Leaders of the nation’s largest nursing home association knew there would be decreases of coronavirus deaths and cases at facilities following the availability of the COVID-19 vaccines. But the rate at which the numbers have plummeted across the country has come as a huge shock to providers. 

“A peak of 30,000 [new] cases per week just three months ago, now just 3,000 cases per week — a 90% drop,” Mark Parkinson, president and CEO of the American Health Care Association, said during a CNN interview late last week. He added that the reference data was “about two weeks old,” implying the numbers could be even more favorable.

“As I talk to providers around the country this week, they are telling me that they have zero cases. It’s absolutely astonishing. We all thought that the vaccine would reduce cases. I don’t think any of us thought that we would have zero cases but that’s the case in almost all the nursing homes and assisted living facilities across the country. It’s amazing and fantastic,” he said. 

Parkinson attributed the success to state and local governments prioritizing long-term care residents and staff for the shots, and just how well the vaccine is working. 

“It’s really hard to put into words how well this vaccine works. There were very few side effects with these shots and the results speak for themselves,” Parkinson said. “In most facilities right now, absolutely no COVID.”

He acknowledged, however, that vaccine acceptance by staff is still a problem.

“That’s been the one negative thing about the program,” he explained. “We had really good uptake from the residents — 80% to 90% of the residents said ‘yes’ and took the vaccine. Unfortunately, with staff we’re only at about 40% right now.” 

Last week, AHCA and LeadingAge set a new target of getting 75% of staff vaccinated by June 30. The groups plan to hit that goal by tackling the “misinformation out there” about the vaccines.

“As we’re able to beat those down, we think we’re going to be able to get the staff vaccination rates up. Even without that high level, we’re still seeing no cases in the facility. I think we have some level of herd immunity even at the numbers that we have right now,” Parkinson said. 

He added that the next steps should include the federal government setting aside doses for incoming residents and new staff members, and also the reopening of facilities.
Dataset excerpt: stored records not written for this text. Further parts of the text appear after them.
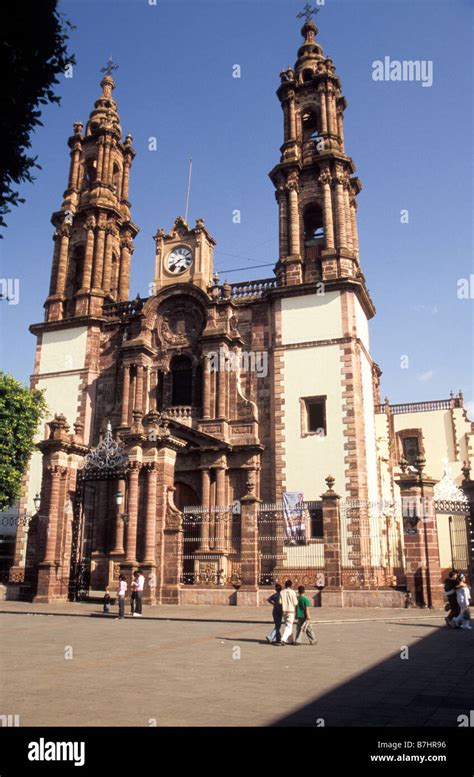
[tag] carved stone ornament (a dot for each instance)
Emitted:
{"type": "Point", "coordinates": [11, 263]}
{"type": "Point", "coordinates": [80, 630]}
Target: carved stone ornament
{"type": "Point", "coordinates": [179, 323]}
{"type": "Point", "coordinates": [447, 490]}
{"type": "Point", "coordinates": [107, 457]}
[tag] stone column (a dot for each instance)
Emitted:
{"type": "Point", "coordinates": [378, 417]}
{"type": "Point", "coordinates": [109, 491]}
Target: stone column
{"type": "Point", "coordinates": [105, 163]}
{"type": "Point", "coordinates": [249, 559]}
{"type": "Point", "coordinates": [355, 235]}
{"type": "Point", "coordinates": [205, 502]}
{"type": "Point", "coordinates": [423, 569]}
{"type": "Point", "coordinates": [332, 545]}
{"type": "Point", "coordinates": [325, 181]}
{"type": "Point", "coordinates": [100, 159]}
{"type": "Point", "coordinates": [221, 503]}
{"type": "Point", "coordinates": [55, 265]}
{"type": "Point", "coordinates": [338, 181]}
{"type": "Point", "coordinates": [139, 389]}
{"type": "Point", "coordinates": [283, 220]}
{"type": "Point", "coordinates": [324, 118]}
{"type": "Point", "coordinates": [150, 527]}
{"type": "Point", "coordinates": [331, 104]}
{"type": "Point", "coordinates": [222, 390]}
{"type": "Point", "coordinates": [125, 395]}
{"type": "Point", "coordinates": [131, 544]}
{"type": "Point", "coordinates": [89, 253]}
{"type": "Point", "coordinates": [65, 233]}
{"type": "Point", "coordinates": [119, 521]}
{"type": "Point", "coordinates": [340, 127]}
{"type": "Point", "coordinates": [126, 248]}
{"type": "Point", "coordinates": [146, 395]}
{"type": "Point", "coordinates": [347, 214]}
{"type": "Point", "coordinates": [206, 387]}
{"type": "Point", "coordinates": [53, 513]}
{"type": "Point", "coordinates": [99, 257]}
{"type": "Point", "coordinates": [74, 169]}
{"type": "Point", "coordinates": [109, 241]}
{"type": "Point", "coordinates": [294, 218]}
{"type": "Point", "coordinates": [292, 116]}
{"type": "Point", "coordinates": [125, 178]}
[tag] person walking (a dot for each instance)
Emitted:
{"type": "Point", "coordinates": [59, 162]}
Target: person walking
{"type": "Point", "coordinates": [275, 600]}
{"type": "Point", "coordinates": [133, 595]}
{"type": "Point", "coordinates": [289, 600]}
{"type": "Point", "coordinates": [451, 598]}
{"type": "Point", "coordinates": [303, 619]}
{"type": "Point", "coordinates": [140, 584]}
{"type": "Point", "coordinates": [463, 593]}
{"type": "Point", "coordinates": [122, 590]}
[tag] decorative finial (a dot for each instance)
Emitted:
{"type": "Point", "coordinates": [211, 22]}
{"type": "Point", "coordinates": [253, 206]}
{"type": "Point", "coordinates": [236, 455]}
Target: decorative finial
{"type": "Point", "coordinates": [307, 12]}
{"type": "Point", "coordinates": [109, 68]}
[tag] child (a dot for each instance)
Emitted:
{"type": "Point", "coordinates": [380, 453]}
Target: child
{"type": "Point", "coordinates": [122, 590]}
{"type": "Point", "coordinates": [463, 595]}
{"type": "Point", "coordinates": [303, 621]}
{"type": "Point", "coordinates": [133, 595]}
{"type": "Point", "coordinates": [107, 600]}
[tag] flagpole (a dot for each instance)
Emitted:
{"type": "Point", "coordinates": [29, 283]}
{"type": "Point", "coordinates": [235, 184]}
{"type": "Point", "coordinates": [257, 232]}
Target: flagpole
{"type": "Point", "coordinates": [189, 189]}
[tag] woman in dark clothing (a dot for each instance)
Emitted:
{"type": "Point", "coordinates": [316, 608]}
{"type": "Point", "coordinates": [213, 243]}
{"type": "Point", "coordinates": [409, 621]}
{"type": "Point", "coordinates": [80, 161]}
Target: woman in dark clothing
{"type": "Point", "coordinates": [450, 591]}
{"type": "Point", "coordinates": [275, 600]}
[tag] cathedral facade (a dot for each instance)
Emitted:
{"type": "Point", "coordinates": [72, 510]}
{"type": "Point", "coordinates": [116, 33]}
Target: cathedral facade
{"type": "Point", "coordinates": [224, 436]}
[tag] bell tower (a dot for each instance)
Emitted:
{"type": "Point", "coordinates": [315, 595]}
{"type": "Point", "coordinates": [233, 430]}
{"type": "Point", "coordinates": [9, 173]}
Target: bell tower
{"type": "Point", "coordinates": [184, 255]}
{"type": "Point", "coordinates": [93, 239]}
{"type": "Point", "coordinates": [315, 190]}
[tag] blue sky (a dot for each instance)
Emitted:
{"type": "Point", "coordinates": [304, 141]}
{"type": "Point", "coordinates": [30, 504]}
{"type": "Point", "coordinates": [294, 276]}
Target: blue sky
{"type": "Point", "coordinates": [411, 146]}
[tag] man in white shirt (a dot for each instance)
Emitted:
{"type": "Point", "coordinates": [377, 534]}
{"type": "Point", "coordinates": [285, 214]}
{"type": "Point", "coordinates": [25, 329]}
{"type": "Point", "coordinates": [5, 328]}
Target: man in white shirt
{"type": "Point", "coordinates": [140, 583]}
{"type": "Point", "coordinates": [289, 601]}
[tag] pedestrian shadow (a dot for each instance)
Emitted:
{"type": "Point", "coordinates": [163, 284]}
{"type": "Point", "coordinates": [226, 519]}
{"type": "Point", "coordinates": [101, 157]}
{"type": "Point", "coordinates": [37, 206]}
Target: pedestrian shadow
{"type": "Point", "coordinates": [422, 684]}
{"type": "Point", "coordinates": [244, 639]}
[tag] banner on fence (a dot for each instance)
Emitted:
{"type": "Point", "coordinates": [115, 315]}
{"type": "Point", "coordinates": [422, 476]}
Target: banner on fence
{"type": "Point", "coordinates": [294, 513]}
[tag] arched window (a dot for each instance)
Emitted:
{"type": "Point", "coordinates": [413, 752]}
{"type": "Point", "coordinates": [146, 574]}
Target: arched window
{"type": "Point", "coordinates": [90, 172]}
{"type": "Point", "coordinates": [116, 178]}
{"type": "Point", "coordinates": [313, 223]}
{"type": "Point", "coordinates": [182, 381]}
{"type": "Point", "coordinates": [310, 126]}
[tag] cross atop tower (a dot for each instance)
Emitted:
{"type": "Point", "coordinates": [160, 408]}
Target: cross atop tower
{"type": "Point", "coordinates": [109, 68]}
{"type": "Point", "coordinates": [307, 12]}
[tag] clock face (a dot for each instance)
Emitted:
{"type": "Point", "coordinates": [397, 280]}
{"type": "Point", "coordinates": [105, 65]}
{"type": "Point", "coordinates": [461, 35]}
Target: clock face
{"type": "Point", "coordinates": [179, 260]}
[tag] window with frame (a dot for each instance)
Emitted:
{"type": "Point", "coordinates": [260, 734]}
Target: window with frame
{"type": "Point", "coordinates": [313, 416]}
{"type": "Point", "coordinates": [316, 523]}
{"type": "Point", "coordinates": [411, 448]}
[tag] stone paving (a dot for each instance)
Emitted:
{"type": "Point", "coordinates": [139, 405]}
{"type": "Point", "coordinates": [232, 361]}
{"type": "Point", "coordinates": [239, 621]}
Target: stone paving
{"type": "Point", "coordinates": [208, 666]}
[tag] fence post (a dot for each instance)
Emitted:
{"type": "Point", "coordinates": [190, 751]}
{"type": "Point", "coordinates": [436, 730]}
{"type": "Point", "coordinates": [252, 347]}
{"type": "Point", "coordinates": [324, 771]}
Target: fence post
{"type": "Point", "coordinates": [249, 566]}
{"type": "Point", "coordinates": [332, 545]}
{"type": "Point", "coordinates": [423, 569]}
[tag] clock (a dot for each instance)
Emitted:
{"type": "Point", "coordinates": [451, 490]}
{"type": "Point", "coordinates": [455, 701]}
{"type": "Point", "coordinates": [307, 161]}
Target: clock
{"type": "Point", "coordinates": [179, 260]}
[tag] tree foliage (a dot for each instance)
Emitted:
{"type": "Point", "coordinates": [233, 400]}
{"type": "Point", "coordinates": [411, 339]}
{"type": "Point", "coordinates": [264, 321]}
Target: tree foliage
{"type": "Point", "coordinates": [33, 51]}
{"type": "Point", "coordinates": [21, 411]}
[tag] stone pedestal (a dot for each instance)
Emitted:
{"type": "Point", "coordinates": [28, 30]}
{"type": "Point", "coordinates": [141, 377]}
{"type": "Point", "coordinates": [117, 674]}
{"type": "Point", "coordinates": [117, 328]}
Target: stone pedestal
{"type": "Point", "coordinates": [249, 566]}
{"type": "Point", "coordinates": [423, 569]}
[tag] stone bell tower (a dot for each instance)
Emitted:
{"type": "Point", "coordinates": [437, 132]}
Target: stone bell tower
{"type": "Point", "coordinates": [184, 255]}
{"type": "Point", "coordinates": [315, 192]}
{"type": "Point", "coordinates": [93, 241]}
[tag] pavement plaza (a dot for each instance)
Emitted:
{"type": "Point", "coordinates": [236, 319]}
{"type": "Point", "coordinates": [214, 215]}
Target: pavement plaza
{"type": "Point", "coordinates": [68, 665]}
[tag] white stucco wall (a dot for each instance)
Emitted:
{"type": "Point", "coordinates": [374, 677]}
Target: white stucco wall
{"type": "Point", "coordinates": [362, 325]}
{"type": "Point", "coordinates": [309, 460]}
{"type": "Point", "coordinates": [312, 317]}
{"type": "Point", "coordinates": [438, 439]}
{"type": "Point", "coordinates": [62, 350]}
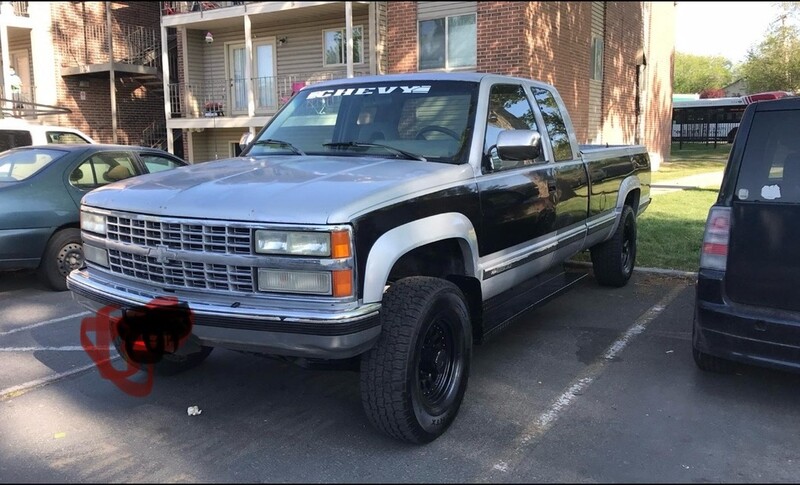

“These residents haven’t been around their loved ones now for almost a year,” Parkinson noted. “It’s been incredibly difficult on them and their loved ones. Now that we’ve reached this level of success, we really think it’s time to open the buildings up.”

It’s OK to start thinking optimistically ahead, he told host Kate Bolduan.

“I think we have the clinical nightmare in nursing homes behind us, and now we can really get to recovering from the emotional side that the residents and the staff and the incredible trauma they’ve gone through,” he added. “If we just continue to stay vigilant with this program, all of the horrible stats on cases and deaths in nursing homes, those are over, those are history.”